What's On My Mind
Here's the third in our four-part series on trust...a great series to work through with your entire team.
The last two weeks we covered the three questions your clients are asking about you.
- Do I trust you?
- Do I trust your team?
- Do I trust your organization?
I gave lots of questions and practical examples to help you and your teams succeed.
Today, we'll go deeper into the second question focusing on building trust across teams.
This is where the client or strategic partner asks Do I trust your team?
There are several things the client is asking themselves, maybe even subconsciously:
- Who is actually doing the work?
- Do I trust their technical abilities?
- Who will manage the process, and what happens if things go off the rails?
- How will my team be impacted, positively or negatively?
This is the toughest and sometimes most important level of trust to get right.
Largely because these questions are below the line of consciousness
And sometimes they are not covered directly.
You can hit them head on.
And when you do, you'll win trust.
And win business.
What We Just Created
I had Read Davis on the show this week.
Read is CEO of McGriff and a gem of a guy.
HERE is my favorite episode with him.
Not only was this my favorite of five episodes with Read, but...
it's inspirational, and...
it's about leveraging teamwork.
Great unexpected timing!
What's Worth Lingering On
Team, let's get back to team-based trust.
First up, the client is asking themselves...
Who is actually doing the work?
The client is trying to figure out who is doing the work.
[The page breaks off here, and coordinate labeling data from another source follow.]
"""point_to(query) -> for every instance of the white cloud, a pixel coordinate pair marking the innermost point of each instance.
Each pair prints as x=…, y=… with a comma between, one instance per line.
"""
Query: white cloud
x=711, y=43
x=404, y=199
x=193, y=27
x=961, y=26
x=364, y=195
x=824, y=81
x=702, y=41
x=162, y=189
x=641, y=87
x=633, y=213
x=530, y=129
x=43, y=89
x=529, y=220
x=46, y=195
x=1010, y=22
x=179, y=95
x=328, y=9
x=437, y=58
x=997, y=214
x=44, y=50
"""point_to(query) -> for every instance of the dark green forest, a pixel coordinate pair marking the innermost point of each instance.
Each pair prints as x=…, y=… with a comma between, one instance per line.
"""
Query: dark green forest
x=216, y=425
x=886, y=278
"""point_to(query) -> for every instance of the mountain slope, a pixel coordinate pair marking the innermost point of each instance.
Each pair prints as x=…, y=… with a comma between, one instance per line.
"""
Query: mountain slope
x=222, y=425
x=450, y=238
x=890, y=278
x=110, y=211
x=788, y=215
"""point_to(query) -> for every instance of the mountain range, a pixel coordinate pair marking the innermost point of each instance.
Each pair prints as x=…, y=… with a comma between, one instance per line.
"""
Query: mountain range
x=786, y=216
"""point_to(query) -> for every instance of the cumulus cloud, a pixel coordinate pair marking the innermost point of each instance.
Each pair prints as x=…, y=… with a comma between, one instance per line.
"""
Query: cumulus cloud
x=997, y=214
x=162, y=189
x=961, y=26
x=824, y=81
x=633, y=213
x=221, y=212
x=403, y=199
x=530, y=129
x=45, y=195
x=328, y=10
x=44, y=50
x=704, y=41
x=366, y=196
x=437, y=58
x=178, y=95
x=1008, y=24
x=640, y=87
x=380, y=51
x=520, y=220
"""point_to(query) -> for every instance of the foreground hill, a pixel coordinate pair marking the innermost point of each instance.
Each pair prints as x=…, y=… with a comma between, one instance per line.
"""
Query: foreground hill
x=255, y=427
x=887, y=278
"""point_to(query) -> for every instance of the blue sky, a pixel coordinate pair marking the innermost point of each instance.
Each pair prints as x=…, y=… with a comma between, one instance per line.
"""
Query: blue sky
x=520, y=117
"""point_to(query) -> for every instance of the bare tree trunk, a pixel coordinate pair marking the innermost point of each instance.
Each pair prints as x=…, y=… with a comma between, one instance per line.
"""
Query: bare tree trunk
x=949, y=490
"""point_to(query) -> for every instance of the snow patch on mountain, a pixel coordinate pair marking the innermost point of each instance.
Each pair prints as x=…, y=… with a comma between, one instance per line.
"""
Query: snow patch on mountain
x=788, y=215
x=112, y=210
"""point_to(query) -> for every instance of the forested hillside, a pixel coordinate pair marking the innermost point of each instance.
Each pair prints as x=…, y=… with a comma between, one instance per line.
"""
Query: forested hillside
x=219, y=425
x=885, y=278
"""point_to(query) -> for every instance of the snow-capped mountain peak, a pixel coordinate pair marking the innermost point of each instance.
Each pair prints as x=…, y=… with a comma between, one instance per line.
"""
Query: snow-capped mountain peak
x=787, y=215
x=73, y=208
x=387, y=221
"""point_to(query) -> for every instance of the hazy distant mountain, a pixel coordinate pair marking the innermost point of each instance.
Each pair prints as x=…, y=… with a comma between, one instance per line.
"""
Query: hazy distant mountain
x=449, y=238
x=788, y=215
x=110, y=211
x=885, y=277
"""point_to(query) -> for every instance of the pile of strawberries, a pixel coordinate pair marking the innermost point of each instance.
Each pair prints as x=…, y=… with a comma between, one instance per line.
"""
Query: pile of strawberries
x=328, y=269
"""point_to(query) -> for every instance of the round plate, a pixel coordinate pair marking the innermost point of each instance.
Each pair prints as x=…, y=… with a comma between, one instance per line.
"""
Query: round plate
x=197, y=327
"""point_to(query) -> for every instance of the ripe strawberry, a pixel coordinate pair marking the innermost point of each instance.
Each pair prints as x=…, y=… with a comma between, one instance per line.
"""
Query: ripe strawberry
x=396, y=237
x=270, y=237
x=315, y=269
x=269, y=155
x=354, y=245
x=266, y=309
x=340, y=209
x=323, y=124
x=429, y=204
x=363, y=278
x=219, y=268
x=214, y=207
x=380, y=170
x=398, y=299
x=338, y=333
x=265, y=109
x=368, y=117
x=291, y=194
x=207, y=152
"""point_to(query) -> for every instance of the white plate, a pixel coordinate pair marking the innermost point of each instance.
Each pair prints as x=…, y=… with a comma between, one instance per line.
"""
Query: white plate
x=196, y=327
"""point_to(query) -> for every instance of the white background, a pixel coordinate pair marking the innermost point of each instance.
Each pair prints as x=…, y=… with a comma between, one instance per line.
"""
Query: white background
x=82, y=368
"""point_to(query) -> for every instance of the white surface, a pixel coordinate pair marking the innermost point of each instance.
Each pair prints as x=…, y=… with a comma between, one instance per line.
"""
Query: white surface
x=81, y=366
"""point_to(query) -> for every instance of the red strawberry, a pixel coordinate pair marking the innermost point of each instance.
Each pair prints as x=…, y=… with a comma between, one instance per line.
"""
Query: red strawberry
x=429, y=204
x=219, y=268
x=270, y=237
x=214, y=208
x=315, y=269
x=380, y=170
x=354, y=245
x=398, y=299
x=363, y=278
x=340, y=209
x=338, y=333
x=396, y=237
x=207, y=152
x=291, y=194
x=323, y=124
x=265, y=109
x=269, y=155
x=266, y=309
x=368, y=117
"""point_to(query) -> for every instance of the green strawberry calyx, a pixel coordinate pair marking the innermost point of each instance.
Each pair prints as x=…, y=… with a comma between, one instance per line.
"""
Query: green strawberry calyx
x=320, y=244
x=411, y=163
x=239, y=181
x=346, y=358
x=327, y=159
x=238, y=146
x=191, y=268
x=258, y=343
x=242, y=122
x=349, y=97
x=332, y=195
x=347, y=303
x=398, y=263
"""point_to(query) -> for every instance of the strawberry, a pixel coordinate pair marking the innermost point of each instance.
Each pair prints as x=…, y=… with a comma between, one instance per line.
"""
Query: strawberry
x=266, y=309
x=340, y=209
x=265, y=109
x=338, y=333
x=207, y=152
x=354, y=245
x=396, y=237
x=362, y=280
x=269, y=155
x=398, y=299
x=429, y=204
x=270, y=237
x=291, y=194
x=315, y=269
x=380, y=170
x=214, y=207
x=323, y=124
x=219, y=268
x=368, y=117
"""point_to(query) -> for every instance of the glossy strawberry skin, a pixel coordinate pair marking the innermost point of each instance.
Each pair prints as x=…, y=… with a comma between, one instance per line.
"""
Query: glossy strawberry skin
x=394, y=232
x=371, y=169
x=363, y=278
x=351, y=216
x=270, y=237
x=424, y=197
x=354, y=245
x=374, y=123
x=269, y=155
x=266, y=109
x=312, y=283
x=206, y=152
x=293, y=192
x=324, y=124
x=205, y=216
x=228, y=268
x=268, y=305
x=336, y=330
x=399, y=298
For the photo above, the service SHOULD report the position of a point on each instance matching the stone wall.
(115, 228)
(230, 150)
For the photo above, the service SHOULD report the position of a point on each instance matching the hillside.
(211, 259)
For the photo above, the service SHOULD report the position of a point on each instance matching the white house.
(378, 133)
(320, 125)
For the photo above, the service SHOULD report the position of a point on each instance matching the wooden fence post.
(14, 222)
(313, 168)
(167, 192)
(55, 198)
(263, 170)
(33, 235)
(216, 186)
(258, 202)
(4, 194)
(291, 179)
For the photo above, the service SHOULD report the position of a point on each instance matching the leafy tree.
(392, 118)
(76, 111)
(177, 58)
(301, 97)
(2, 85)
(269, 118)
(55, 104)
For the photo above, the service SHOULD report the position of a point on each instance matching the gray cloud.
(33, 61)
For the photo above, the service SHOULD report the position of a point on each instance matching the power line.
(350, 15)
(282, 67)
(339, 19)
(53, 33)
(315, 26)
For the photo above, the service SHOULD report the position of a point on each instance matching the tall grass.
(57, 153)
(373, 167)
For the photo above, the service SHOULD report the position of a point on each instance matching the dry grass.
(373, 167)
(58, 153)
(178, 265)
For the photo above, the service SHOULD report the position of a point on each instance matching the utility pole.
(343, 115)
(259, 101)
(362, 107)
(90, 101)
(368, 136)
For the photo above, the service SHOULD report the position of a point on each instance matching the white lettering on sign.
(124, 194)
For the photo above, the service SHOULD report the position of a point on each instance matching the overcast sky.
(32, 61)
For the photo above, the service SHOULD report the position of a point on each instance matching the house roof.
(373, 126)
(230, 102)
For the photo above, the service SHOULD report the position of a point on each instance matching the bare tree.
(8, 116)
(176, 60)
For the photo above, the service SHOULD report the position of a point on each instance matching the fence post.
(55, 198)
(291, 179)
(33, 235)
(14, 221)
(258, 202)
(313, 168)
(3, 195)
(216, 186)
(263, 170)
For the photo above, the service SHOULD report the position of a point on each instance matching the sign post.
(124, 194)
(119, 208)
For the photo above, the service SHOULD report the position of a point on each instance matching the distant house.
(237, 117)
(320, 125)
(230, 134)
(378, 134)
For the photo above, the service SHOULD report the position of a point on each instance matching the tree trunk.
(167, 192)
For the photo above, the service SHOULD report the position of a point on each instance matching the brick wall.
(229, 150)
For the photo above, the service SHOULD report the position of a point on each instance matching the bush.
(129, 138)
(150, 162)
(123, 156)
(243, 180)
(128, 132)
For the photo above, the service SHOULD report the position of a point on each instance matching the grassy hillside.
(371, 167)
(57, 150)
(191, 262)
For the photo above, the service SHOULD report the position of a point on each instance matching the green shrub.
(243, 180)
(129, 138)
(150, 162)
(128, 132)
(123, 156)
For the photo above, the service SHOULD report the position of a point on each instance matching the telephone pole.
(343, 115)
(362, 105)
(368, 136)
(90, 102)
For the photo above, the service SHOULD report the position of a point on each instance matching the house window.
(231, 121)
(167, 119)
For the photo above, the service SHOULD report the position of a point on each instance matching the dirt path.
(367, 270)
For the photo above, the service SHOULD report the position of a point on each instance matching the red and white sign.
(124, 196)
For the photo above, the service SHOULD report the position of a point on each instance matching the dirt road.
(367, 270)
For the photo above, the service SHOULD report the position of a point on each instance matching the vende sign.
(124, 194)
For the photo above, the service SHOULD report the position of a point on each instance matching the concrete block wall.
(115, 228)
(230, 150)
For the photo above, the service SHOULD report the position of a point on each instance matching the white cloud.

Is it the person they know? A new expert? A junior person they haven't met yet? Who is doing what part?
Too many teams are unclear on this.
It actually isn't you.
I guarantee this:
The client has been burned by a "bait and switch" before.
The expert talks. They like them. Then they're not involved going forward.
The client still remembers it.
It probably wasn't you that did this.
But someone did.
Practical tip: Be clear on who is doing what. Tell the client how much the senior and junior people will be involved–and how that model will work perfectly.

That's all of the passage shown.